# Exercise 1: Coding and visualizing geostatistics

In this week's exercise we will take our first steps toward learning how to convert equations into Python code, and visualizing some geochronological data.
We will be using Python tools that are already familiar to us, but applying them in a slightly different way than in the earlier exercises.

For each problem you need to modify the given notebook, and then upload your files to GitHub.
The answers to the questions in this week's exercise should be given by modifying the document in places where asked.

- **Exercise 1 is due by the start of class on on 5.11.**
- Don't forget to check out [the hints for this week's exercise](https://introqg.github.io/qg/lessons/L8/exercise-8-hints.html) if you're having trouble.
- Scores on this exercise are out of 20 points.

# Problem 1: Converting math to Python (8.5 points)

One of the goals of this part of the course is to develop your quantitative geoscience skills, including learning how to convert mathematical equations to Python code.
Doing this allows you to explore how various equations work and produce useful data plots or predictions, something increasingly done by geoscience professionals.

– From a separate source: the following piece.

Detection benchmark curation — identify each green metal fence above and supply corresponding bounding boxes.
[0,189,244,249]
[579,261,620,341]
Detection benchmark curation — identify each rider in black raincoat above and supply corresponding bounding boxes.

For this problem you are asked to create 3 Python functions to calculate common statistics on a list of values: (1) the mean, (2) the standard deviation, and (3) the standard deviation of the mean (or standard error).

- For each function you will be given a formula that you should convert to a Python function.
- In your functions you should not use existing Python or NumPy functions, other than perhaps a function for calculating the square root.
- Each of the functions should be defined in a Python cell in this notebook so that you can use and test your functions.
- In addition, you should use the NumPy functions `np.mean()`, `np.std()`, and `np.sqrt()` to calculate the mean, standard deviation, and standard error to compare to the values found using your functions.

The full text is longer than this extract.